FLUORESCENCE LIFETIME MEASUREMENTS OF FLUORANTHENE, 1-NAPHTHOL, AND NAPROPAMIDE IN THE PRESENCE OF DISSOLVED HUMIC-ACID

The binding of hydrophobic organic solutes and nonionic pesticides with dissolved humic substances may significantly influence their behavior and fate in natural systems. The binding of fluoranthene, 1-naphthol, and napropamide [2-(1-naphthoxy)-N,N-diethylpropionamide] by an International Humic Substances Society reference soil humic acid in aqueous solutions was studied using fluorescence quenching and lifetime measurements. The quenching of fluoranthene, 1-naphthol, and napropamide fluorescence by the humic acid was adequately described by the Stern-Volmer equation. The effects of temperature ranging from 283 to 313 K on the quenching ratios was not significant, and the fluorescence lifetimes of these compounds did not shorten as a function of increasing humic acid concentrations. No significant increase in rotational correlation times,longer than probe rotation, was detected by time-resolved anisotropy measurements of napropamide and 1-naphthol in the presence of humic acid. Based on the above data, it was concluded that the quenching mechanism for these compounds by humic acid was primarily static, resulting from a partition-like interaction of these solutes with dissolved humic acid, Although the exact binding mechanisms cannot be ascertained from the data collected, it is clear that the quenched fluorophores were not fluorescent (e.g., dark complex) suggesting that dynamic quenching did not significantly contribute to fluorescent quenching in the presence of humic acid.

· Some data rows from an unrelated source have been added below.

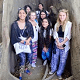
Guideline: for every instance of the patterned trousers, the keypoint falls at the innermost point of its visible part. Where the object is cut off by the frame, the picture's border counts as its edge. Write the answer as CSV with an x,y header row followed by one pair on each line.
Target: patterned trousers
x,y
59,58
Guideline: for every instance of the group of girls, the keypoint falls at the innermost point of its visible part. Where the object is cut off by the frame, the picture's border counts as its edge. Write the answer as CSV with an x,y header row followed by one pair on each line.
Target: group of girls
x,y
29,25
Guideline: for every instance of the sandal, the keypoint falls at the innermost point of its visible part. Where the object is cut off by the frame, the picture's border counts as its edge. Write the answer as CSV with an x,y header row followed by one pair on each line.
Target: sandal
x,y
28,72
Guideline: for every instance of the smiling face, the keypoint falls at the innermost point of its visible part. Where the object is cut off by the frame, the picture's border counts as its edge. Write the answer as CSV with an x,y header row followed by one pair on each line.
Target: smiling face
x,y
62,16
28,9
32,16
40,7
22,14
43,15
45,23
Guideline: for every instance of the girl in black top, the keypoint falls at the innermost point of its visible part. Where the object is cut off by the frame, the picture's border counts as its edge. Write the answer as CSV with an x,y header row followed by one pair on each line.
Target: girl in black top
x,y
17,28
45,40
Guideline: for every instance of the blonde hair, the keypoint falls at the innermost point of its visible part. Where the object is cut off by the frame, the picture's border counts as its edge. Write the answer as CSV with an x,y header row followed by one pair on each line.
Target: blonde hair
x,y
64,22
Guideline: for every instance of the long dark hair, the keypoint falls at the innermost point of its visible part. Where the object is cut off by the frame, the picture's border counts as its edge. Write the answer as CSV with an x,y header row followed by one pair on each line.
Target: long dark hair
x,y
45,41
27,6
19,11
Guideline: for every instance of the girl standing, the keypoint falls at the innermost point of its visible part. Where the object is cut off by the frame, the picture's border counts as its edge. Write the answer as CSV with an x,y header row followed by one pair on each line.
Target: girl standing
x,y
62,36
32,18
21,29
45,40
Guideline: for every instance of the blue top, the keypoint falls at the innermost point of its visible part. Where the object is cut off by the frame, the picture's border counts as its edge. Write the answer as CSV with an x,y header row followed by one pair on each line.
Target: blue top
x,y
60,32
16,31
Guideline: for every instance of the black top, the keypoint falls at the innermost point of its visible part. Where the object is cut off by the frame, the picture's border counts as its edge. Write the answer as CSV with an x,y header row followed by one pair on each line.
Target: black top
x,y
60,32
16,31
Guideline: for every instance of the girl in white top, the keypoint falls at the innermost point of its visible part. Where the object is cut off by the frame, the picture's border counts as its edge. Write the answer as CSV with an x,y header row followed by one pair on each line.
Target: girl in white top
x,y
62,36
32,17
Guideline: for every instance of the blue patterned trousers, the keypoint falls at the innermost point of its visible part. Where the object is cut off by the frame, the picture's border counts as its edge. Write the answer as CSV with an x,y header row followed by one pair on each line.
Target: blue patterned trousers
x,y
59,58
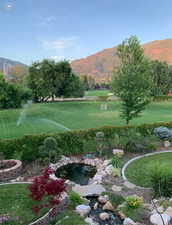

The conditional binding constants (distribution coefficients) normalized to dissolved organic C (K-doc) for fluoranthene, napropamide, and 1-naphthol with the reference soil humic acid were 91.5, 23.2, and 20.1 L/g of C, respectively, consistent with the expected order based on the water solubilities of these compounds. Calculations using the conditional binding constants indicate that substantial fractions of these organic solutes may be associated with dissolved humic substances, suggesting that naturally occurring dissolved organic C may significantly influence the fate of these chemicals in natural systems.